Alpes-Maritimes
Les semelles connectées de TRAXxs expérimentées par GSF
Alpes-Maritimes # Services # Innovation

Les semelles connectées de TRAXxs expérimentées par GSF

Le n°4 de la propreté en France GSF, dont le siège se situe à Sophia Antipolis, s'allie avec la start-up sophipolitaine TRAXxs pour expérimenter ses semelles connectées dans le cadre de la protection des travailleurs isolés.

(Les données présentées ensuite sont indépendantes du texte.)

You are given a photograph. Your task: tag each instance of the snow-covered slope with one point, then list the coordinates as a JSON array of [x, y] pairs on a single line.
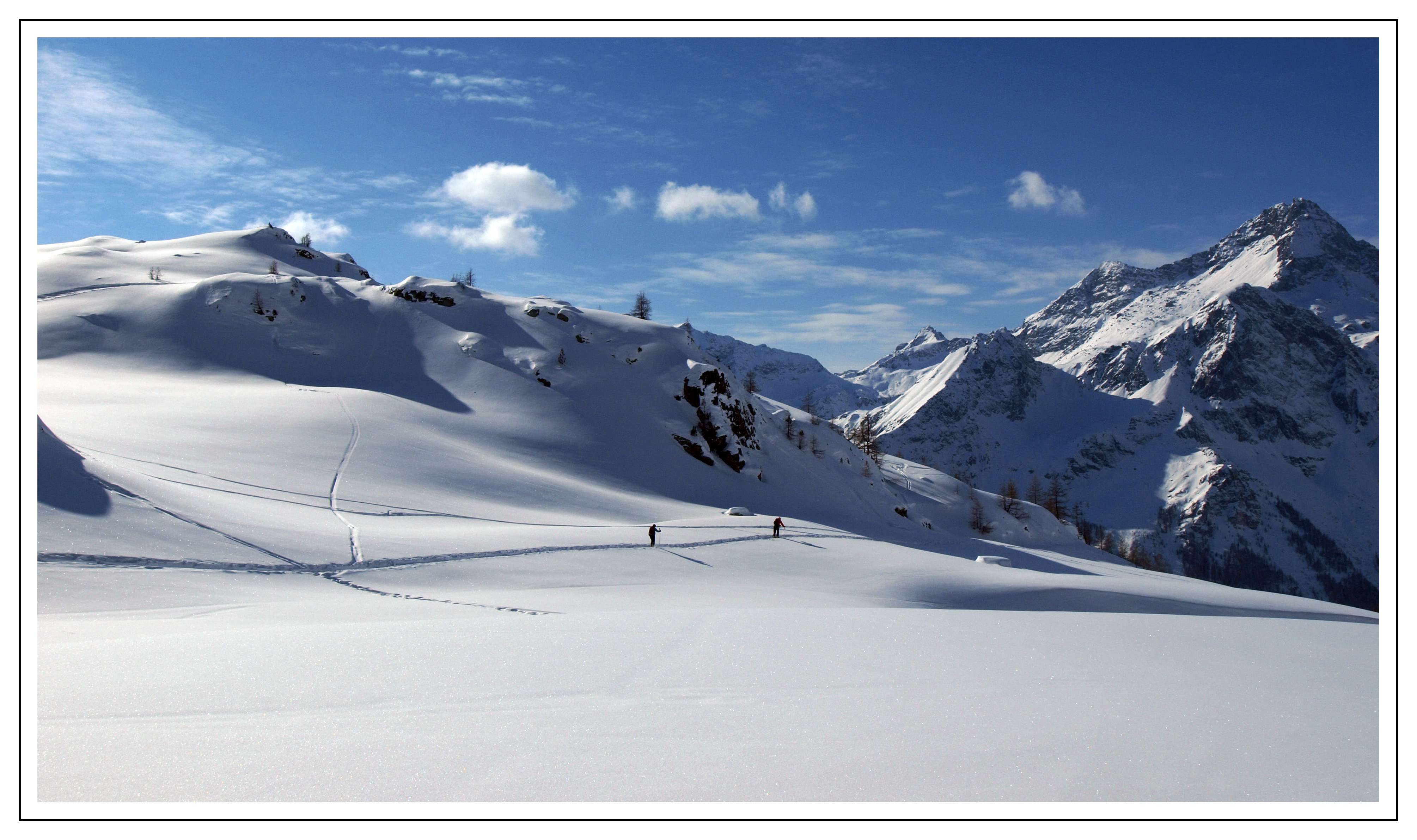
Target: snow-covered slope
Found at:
[[312, 538], [100, 263], [784, 376], [899, 370], [1101, 326], [1221, 410]]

Incubée depuis juillet dernier par l'ESA BIC, TRAXxs sort du bois. Après deux ans de R&D, deux brevets déposés et une collaboration fructueuse avec le laboratoire LEAT de l'université azuréenne, la jeune pousse sophipolitaine a présenté, lors du Mobile World Congress 2016, la Xsole, son premier prototype de semelle connectée. Intégrant capteurs de mouvements, carte SIM et système de géolocalisation, associée à une app, « elle permet de transformer tout type de chaussures en système de suivi en temps réel », indique Sylvain Rispal, dirigeant-fondateur de TRAXxs. Disposant d'une autonomie d'une semaine, la semelle, qui vibre lorsqu'elle se trouve dans une position non-conventionnelle, se recharge sur un socle à la manière d'un téléphone. TRAXxs propose ainsi aux fabricants de chaussures, notamment techniques, de se différencier sur un marché générant, en Europe, quelque 60 milliards d'euros de chiffre d'affaires par an.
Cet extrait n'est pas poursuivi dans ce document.